Motorola’s Levering Shareholders’ Exposure to Creative Destruction
Motorola’s recent disappointments have been numerous. A glut of cell phones is building in the supply chain and the fallout is not going to be pretty. Wireless carriers are giving them away with minimal contract commitments. The title of this article on Bloomberg yesterday says it all: “Motorola’s Zander ‘Running Out of Scapegoats’ as Profit Fades”:
“Earnings and revenue this year will be ‘substantially’ below its forecasts because of plunging mobile phone prices, Schaumburg, Ill.-based Motorola said yesterday. Zander, who already is cutting 3,500 jobs, said the company will overhaul marketing and product design to make its prices competitive without sacrificing earnings.
“The world’s second biggest maker of mobile phones also named a new president and detailed a plan to step up its share buyback program amid a proxy fight with shareholder Carl Icahn.
“Instead of sparking optimism, the news set off criticism of Zander’s choice for the promotion and a product plan that investors said didn’t show enough concern for bigger rival Nokia Oyj’s recent advances in the market.”
Bloomberg then describes Motorola’s big management shake-up in the wake of this ugly news:
“Motorola’s choice for its new president and chief operating officer, Greg Brown, who runs the networks and enterprise unit that sells networking devices to companies and government agencies, also drew fire.
“‘There’s not a single senior Motorola executive that had more predictions go wrong,’ said Albert Lin, an analyst at American Technology Research in San Francisco, of Brown. He rates the shares ‘neutral’ and said he doesn’t own them.
“Motorola also said Chief Financial Officer David Devonshire will retire. Director Thomas Meredith will be acting CFO.
“Motorola expects a loss of 7-9 cents a share, its first loss since 2004, on revenue of $9.2-9.3 billion this quarter. Motorola didn’t provide new full-year figures.
“‘I never would have thought that they would go into a money-losing situation,’ Lin said.”
Lin “never would have thought that they would go into a money-losing situation.” This statement is puzzling because it’s not that hard to imagine a situation where Motorola goes into the red. Short product cycles and high R&D spending requirements can combine to produce red ink very quickly when business sours.

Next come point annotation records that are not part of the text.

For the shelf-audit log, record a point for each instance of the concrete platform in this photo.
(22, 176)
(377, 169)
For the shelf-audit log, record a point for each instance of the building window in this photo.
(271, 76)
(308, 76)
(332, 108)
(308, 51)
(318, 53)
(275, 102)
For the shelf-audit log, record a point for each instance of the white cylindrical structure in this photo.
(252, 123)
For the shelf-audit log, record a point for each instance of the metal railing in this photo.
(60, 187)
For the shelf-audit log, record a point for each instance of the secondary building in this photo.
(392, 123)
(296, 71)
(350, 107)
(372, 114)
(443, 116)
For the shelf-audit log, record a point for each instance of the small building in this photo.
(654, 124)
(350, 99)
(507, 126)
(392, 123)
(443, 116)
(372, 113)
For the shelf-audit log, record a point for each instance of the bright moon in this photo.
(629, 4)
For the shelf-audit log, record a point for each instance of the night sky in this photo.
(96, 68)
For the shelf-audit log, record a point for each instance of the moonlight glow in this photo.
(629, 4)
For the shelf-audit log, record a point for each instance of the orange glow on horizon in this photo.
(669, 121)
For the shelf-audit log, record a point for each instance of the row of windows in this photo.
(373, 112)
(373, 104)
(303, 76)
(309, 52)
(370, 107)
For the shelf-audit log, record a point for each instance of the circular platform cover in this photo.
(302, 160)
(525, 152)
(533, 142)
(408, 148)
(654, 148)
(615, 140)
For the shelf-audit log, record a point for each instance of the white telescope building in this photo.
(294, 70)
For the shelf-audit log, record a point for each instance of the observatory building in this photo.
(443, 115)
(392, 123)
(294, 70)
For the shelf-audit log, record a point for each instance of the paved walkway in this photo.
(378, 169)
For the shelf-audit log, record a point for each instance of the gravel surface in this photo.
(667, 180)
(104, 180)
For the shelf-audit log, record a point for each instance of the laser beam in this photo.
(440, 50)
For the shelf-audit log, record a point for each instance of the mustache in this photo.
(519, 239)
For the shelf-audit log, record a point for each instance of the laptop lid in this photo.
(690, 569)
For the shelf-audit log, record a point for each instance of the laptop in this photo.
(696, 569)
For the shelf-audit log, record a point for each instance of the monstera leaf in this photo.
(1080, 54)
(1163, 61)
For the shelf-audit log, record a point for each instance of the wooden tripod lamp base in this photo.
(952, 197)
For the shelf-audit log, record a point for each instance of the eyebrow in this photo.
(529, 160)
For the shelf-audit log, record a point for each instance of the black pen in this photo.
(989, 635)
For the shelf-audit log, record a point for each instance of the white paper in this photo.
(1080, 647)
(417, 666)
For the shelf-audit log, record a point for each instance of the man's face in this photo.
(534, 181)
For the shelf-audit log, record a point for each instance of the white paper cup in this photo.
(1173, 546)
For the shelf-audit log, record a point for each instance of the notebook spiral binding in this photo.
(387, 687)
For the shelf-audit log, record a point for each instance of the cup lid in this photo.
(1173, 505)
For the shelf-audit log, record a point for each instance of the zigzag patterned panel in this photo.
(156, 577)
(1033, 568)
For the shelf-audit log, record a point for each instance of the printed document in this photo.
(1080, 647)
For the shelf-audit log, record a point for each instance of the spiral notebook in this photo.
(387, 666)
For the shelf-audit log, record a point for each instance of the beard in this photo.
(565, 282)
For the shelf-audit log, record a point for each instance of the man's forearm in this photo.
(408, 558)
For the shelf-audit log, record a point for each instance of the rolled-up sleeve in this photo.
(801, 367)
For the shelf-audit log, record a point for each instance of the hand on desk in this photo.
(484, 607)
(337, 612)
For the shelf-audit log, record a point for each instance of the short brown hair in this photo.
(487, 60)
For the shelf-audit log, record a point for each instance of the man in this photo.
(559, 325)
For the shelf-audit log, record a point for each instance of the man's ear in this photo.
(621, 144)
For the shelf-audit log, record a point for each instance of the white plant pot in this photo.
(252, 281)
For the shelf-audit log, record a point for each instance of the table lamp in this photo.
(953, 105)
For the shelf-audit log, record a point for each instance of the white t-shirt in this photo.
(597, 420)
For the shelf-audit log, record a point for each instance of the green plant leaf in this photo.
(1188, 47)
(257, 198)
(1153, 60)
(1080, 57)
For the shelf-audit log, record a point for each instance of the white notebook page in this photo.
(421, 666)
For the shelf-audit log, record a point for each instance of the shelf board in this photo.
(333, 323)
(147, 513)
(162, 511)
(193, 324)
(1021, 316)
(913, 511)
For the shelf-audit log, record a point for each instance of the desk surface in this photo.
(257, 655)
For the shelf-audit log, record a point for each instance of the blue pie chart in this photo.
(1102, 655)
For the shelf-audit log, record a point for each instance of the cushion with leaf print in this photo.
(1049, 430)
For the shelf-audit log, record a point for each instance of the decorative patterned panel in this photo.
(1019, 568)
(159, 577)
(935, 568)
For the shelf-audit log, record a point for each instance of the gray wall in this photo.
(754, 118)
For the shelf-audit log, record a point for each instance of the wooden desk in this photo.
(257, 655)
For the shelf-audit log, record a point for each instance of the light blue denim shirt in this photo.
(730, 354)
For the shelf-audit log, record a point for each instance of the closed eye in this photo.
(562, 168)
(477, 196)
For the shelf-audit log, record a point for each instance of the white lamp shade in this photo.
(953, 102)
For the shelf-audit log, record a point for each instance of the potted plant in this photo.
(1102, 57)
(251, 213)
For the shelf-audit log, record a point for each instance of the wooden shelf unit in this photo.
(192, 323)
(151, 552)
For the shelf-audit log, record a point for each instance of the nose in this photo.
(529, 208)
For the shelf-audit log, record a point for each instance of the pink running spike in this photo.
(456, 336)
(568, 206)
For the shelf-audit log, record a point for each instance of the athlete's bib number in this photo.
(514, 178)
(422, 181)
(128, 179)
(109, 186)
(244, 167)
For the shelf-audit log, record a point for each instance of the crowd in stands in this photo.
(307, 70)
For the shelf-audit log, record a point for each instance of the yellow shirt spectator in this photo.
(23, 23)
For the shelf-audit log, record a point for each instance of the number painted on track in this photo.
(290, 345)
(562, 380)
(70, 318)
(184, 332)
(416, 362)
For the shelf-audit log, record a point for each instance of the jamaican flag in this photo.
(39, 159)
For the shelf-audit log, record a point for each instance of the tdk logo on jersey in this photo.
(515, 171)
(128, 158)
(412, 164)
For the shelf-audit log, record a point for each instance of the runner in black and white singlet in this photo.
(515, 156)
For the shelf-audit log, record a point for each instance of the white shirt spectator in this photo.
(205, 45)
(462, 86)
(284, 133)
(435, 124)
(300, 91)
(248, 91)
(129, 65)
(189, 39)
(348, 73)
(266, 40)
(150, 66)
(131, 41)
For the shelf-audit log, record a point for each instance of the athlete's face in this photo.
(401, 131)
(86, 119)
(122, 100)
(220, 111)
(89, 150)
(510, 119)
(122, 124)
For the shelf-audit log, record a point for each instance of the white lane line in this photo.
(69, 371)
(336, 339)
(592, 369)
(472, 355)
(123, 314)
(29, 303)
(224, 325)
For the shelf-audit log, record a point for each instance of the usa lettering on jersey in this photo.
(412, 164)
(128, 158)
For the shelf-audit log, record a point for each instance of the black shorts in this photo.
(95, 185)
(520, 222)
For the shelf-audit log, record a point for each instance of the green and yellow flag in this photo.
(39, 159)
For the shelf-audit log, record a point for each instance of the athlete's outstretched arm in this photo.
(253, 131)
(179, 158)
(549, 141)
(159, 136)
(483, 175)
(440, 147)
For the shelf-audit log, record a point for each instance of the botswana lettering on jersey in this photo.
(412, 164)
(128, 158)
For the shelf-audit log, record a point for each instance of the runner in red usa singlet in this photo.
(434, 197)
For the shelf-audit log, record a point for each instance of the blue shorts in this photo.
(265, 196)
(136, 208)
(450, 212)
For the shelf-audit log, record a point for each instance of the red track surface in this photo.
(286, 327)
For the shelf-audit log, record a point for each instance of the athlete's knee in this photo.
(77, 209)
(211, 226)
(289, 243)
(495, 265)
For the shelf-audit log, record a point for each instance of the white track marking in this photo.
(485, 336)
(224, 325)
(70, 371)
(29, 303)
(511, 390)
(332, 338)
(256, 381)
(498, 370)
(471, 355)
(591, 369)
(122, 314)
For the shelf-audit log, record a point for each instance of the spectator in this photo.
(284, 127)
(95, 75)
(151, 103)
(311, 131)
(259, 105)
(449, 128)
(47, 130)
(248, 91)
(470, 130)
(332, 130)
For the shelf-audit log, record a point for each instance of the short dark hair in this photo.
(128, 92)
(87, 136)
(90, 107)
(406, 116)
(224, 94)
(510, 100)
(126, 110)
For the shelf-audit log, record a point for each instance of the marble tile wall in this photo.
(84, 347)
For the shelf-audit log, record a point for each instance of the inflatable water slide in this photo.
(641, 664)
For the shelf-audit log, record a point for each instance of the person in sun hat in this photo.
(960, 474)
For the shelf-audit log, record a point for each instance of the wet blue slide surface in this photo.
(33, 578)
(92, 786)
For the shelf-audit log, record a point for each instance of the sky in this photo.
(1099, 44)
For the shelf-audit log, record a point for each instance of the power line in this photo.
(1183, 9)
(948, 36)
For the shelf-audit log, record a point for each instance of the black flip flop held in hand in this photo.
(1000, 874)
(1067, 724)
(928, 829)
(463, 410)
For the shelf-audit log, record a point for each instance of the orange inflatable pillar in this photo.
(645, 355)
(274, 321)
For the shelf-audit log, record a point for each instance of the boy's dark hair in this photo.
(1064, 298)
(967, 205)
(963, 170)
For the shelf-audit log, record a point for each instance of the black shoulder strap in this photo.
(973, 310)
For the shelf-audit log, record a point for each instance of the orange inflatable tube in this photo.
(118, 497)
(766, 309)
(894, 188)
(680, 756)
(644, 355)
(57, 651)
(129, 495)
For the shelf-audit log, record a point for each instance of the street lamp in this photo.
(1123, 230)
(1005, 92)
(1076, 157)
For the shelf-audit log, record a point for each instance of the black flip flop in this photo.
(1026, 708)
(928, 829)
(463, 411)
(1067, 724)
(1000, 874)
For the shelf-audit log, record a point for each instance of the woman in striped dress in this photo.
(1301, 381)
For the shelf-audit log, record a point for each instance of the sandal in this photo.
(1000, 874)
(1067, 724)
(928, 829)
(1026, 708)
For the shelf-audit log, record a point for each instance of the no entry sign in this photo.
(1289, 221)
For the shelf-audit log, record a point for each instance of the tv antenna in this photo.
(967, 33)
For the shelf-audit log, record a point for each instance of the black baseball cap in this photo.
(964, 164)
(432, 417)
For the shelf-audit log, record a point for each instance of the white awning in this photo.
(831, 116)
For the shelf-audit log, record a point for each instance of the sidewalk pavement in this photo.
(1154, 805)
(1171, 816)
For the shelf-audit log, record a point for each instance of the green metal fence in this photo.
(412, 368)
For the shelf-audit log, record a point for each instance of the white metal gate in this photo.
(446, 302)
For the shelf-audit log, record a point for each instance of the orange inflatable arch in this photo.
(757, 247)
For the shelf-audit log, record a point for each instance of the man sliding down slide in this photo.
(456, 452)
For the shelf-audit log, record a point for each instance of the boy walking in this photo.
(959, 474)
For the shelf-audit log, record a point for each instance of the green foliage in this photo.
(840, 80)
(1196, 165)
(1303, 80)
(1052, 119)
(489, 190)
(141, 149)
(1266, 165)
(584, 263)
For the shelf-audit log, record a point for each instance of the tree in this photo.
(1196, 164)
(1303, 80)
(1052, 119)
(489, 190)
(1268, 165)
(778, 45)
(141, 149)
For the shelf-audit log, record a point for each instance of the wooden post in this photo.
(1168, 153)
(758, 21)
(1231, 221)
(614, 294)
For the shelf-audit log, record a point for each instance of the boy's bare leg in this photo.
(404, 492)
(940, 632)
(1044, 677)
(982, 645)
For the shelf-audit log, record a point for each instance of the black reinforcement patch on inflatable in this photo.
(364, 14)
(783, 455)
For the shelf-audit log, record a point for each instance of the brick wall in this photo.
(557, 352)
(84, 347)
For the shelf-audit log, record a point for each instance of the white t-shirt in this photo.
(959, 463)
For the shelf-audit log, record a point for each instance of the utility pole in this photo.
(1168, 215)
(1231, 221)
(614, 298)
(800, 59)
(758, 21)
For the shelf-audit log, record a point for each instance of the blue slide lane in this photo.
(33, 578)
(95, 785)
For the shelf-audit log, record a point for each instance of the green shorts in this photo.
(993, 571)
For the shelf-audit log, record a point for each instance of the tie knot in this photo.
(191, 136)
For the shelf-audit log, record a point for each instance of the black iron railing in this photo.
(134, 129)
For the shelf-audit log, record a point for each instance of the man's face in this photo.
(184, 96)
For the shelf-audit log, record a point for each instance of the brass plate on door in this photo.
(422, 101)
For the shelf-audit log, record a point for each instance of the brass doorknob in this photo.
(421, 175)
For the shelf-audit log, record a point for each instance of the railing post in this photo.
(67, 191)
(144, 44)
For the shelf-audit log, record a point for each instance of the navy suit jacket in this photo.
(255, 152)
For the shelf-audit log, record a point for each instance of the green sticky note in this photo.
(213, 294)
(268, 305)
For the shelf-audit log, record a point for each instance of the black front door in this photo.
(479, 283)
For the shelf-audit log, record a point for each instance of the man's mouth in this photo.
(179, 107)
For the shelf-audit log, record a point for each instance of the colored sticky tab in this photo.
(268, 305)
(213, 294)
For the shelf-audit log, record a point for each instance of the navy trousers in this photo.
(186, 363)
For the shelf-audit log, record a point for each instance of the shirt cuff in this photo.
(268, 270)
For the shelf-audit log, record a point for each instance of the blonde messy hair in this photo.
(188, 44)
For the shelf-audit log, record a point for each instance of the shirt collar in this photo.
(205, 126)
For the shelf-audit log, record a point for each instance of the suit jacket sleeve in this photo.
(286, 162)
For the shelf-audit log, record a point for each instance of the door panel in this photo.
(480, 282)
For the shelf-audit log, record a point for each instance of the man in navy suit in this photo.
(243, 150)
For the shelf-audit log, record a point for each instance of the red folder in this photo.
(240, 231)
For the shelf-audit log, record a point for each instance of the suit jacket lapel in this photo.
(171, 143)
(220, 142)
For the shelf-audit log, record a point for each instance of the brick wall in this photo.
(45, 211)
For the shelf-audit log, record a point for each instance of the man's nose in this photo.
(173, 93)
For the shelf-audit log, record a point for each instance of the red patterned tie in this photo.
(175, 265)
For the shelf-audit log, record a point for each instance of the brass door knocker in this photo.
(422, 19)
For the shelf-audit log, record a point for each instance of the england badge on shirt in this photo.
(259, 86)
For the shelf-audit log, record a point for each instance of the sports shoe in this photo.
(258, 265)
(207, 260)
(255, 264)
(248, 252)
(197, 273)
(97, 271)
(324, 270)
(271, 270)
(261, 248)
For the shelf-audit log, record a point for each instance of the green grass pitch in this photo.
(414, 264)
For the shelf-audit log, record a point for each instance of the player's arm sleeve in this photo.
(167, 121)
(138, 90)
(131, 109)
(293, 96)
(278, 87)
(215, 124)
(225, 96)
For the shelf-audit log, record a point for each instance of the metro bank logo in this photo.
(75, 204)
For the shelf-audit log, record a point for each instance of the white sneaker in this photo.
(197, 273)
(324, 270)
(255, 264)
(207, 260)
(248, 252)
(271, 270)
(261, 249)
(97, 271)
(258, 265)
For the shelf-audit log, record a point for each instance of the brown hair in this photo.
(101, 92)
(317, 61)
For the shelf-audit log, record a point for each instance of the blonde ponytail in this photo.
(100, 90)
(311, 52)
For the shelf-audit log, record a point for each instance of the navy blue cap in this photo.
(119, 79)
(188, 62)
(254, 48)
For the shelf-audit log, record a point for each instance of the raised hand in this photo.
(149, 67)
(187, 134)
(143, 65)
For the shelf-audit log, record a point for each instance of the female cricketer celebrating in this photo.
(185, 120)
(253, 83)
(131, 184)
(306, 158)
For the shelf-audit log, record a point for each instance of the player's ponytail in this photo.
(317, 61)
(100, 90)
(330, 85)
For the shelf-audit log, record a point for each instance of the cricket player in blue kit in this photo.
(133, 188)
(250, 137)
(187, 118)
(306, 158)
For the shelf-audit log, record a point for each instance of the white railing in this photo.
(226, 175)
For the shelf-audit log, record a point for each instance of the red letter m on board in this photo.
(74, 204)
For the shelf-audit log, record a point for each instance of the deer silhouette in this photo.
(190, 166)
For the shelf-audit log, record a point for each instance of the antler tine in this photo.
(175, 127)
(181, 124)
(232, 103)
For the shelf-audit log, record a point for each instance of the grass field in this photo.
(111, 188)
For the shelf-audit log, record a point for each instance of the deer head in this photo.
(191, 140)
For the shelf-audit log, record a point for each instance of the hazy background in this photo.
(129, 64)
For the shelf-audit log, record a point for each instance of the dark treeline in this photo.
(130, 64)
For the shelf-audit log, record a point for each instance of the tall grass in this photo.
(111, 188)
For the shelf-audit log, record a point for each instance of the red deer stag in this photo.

In recent months, Motorola shareholders had gotten excited about the leveraged recapitalization efforts of Carl Icahn. Mr. Icahn has been branded with the title “corporate raider,” yet his tactics have a record of creating value for shareholders when management and the board of directors slack off on this responsibility.
The recent cell phone boom left Motorola with plenty of excess cash that Icahn believes it doesn’t need. Since Motorola’s business doesn’t entail managing a multibillion-dollar bond portfolio, Icahn is pressuring the company to disburse all excess cash to shareholders through share buybacks (allowing for enough of a cash cushion to fund operations through the rapidly approaching down cycle).